Mir begegnet immer wieder die Diskussion um die verschiedenen Desktopumgebungen unter Linux.
„KDE ist besser!„
„Nein, Gnome ist besser!„
„Wer keinen Tiling WM benutzt, kann eh nix!„
Es ist eigentlich keine andere Diskussion als die zwischen Windows, MacOS und Linux, oder die zwischen Köln und Düsseldorf.
Und meine ganz ehrliche Meinung hierzu ist:
In 99% der Fälle geht es nur um persönlche Präferenzen.
Ich für meinen Teil nutze am liebsten Gnome und habe mir schön mehr als einmal anhören dürfen:
„Warum nutzt man Linux, wenn man dann will, dass es wie MacOS aussieht?„
Mehr als ein müdes Lächeln kommt da nicht mehr bei rum..
Selbstverständlich gibt es einige Nischenzwecke für bestimmte Desktop Environments.
Aber selbst diese beschränken sich meiner Erfahrung nach in der absoluten Mehrheit der Fälle auf:
„Die Hardware ist sehr alt und schwach. Wir brauchen was Leichtgewichtiges.“
Eventuell kommen diese Situationen in nicht all zu ferner Zukunft wieder auf.

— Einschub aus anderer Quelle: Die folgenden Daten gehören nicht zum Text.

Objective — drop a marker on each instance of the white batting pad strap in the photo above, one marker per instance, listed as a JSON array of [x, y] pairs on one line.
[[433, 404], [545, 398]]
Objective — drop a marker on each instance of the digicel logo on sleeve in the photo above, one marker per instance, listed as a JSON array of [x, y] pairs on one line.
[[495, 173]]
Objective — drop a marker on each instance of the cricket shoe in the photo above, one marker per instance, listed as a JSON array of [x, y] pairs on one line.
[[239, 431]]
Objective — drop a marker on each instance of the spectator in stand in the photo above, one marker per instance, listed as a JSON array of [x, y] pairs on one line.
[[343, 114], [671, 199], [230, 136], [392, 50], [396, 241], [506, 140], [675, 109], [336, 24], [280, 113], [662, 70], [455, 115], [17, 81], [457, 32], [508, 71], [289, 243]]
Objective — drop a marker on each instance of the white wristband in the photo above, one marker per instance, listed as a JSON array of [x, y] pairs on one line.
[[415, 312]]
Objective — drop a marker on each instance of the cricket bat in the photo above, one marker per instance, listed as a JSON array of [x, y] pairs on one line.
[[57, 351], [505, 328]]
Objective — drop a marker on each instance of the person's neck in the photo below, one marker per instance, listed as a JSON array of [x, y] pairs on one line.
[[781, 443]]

Wir sehen es zur Zeit bei den Preisen für RAM. Da wird mit dem schwächeren Arbeitsspeicher lieber nach Alternativen gesucht statt nachzurüsten.
Dennoch stellt sich mir die Frage:
„Wie viel Hardware ist wirklich noch im Einsatz, die es erfordert das Desktop Environment nach ressourcenschonenden Aspekten zu wählen?„
Und ich meine wirklich erfordert um zu funktionieren und nicht um das Ego des Nutzers zu streicheln.

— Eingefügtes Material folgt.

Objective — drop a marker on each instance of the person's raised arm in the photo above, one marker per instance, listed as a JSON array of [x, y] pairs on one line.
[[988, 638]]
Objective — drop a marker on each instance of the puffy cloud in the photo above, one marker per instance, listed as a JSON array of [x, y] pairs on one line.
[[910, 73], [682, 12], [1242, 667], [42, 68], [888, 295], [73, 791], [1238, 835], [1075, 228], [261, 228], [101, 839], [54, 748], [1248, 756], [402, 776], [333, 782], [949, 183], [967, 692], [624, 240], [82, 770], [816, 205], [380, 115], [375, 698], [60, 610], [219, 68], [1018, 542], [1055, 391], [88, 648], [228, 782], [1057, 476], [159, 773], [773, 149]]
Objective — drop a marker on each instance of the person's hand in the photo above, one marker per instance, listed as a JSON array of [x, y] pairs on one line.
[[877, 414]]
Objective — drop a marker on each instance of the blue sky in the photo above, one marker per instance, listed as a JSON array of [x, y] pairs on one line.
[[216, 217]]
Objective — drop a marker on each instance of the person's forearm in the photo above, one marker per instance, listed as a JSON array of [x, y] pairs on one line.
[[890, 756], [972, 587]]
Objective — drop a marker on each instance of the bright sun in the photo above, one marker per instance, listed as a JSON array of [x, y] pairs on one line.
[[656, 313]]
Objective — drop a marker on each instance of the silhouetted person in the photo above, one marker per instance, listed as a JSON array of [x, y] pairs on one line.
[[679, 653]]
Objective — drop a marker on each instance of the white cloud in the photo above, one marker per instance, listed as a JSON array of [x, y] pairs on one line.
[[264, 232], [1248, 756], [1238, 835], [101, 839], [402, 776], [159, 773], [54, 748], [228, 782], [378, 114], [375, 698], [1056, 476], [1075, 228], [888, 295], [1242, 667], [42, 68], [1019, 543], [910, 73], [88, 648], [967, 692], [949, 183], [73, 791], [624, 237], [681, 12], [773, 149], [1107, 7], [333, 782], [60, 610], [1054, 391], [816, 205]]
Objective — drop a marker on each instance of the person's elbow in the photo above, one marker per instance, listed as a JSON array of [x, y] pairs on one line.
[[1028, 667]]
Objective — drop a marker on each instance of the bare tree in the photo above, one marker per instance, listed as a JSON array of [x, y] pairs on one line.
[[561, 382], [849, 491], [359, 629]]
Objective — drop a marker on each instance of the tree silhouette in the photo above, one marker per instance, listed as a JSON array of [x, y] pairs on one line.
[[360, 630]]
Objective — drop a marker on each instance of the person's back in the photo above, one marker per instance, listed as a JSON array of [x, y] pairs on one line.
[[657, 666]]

Ich habe mich durch einige Umgebungen getestet in den 4 Jahren, die ich nun mit Linux Kontakt habe.
Meine persönlichen Erfahrungen hierbei:
- Arbeiten kann man prinzipiell mit allen
- Ich bin zu faul, um Hyprland, Sway oder i3 bis ins kleinste zu konfigurieren, finde es dennoch faszinierend, wenn jemand sich dort richtig auskennt und damit effizient arbeiten kann.
- KDE hat viele viele schöne Widgets und customizing Möglichkeiten, aber nach kurzer Zeit nehme ich die tollen Widgets eh nicht mehr wahr und stelle fest, dass ich vor lauter Begeisterung fürs Customizing zu nichts mehr anderem komme. Außerdem hab ich mich an meinem Design wenn ich endlich Komplett fertig bin sattgesehen und fange von vorn an.
- Gnome wirkt für mich clean und aufgeräumt, gefällt mir mit ein zwei kleinen Extensions (z.B. Open Bar) sehr gut und fordert nicht ständig wieder stundenlange Aufmerksamkeit um nochmal an jeder Stellschraube zu drehen.
Mein persönliches Fazit ist und bleibt:
Nehmt was euch gefällt, wenn ihr nicht einen der wenigen Anwendungsfälle habt, wo es wirklich was ausmacht.